One of the most engrossing virtual worlds in the video game industry may, once again, become a bona fide virtual reality. And that could be dangerously addictive in its awesomeness.
Minecraft developer Markus Persson is no longer upset about the acquisition of virtual reality hardware developer Oculus by Facebook for $2 billion in March. Accomplished programmer John Carmack, famous for his work with id Software on developing first person perspective technology and a current Oculus employee, was quick to seize the opportunity and try to reboot a Minecraft project for the Oculus rig.

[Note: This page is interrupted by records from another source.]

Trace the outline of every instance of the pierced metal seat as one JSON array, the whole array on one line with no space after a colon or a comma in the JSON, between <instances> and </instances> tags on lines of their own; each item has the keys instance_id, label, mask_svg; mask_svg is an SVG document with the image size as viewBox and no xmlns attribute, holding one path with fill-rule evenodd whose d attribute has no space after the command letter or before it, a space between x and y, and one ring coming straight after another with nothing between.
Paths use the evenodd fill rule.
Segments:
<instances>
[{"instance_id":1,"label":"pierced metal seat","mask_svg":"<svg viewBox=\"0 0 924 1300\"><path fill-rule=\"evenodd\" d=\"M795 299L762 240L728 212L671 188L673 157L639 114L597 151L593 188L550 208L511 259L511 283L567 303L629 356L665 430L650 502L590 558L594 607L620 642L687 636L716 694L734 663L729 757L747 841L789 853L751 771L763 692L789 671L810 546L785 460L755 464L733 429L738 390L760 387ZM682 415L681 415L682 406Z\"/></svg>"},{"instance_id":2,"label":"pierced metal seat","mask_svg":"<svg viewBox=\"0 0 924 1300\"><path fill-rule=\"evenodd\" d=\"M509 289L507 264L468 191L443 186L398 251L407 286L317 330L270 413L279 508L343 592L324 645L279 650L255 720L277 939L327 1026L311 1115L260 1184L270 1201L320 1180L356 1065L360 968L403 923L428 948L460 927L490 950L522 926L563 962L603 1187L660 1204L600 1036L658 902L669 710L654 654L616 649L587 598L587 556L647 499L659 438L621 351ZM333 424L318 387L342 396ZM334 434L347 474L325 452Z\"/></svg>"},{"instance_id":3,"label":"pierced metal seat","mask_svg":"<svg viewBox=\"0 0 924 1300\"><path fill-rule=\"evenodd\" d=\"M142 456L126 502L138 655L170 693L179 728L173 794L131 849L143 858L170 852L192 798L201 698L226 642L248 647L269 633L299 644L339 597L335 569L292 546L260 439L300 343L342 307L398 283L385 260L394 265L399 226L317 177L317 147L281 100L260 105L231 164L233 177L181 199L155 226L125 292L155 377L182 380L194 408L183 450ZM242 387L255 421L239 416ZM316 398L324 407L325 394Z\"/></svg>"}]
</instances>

Minecraft is engrossing because the entire world is interactive. Flowers, blocks of dirt, trees, stone, almost everything that can be mined and stored may serve a purpose at some point. The world is malleable to the player’s ideas, and that makes it easy to project oneself into the world. The dangers of game's Survival mode, in which players have to stave off dangerous creatures as they build resources, and the requisite hyper-attentive to the environment turn the engagement up exponentially.
Adding virtual reality to Minecraft sounds like a no-brainer. The idea of hearing the hiss of a Creeper, and turning your head to find yourself starting face-to-face with the deadliest of enemies in Minecraft, sounds delightfully terrifying.
Minecraft’s creator, Swedish developer Persson, was a supporter of the Oculus Rift to the point where he was considering the development of a free version of Minecraft to promote the VR project.
When Facebook acquired Oculus, many inthe video game industry feared that Facebook would take the hardware's development out of the video game sphere and into the social media world. Persson was upset for more personal reasons, and pulled his support for porting Minecraft to Oculus.
We were in talks about maybe bringing a version of Minecraft to Oculus. I just cancelled that deal. Facebook creeps me out.— Markus Persson (@notch) March 25, 2014
Now that Markuss has made peace with Facebook’s acquisition of Oculus, adding virtual reality to Minecraft has again become a possibility. This is great news for Minecraft players and supporters of Oculus. If there’s a game that could inspire mainstream consumers (versus mostly hardcore PC gamers) to adopt the virtual reality rig, it’s Minecraft.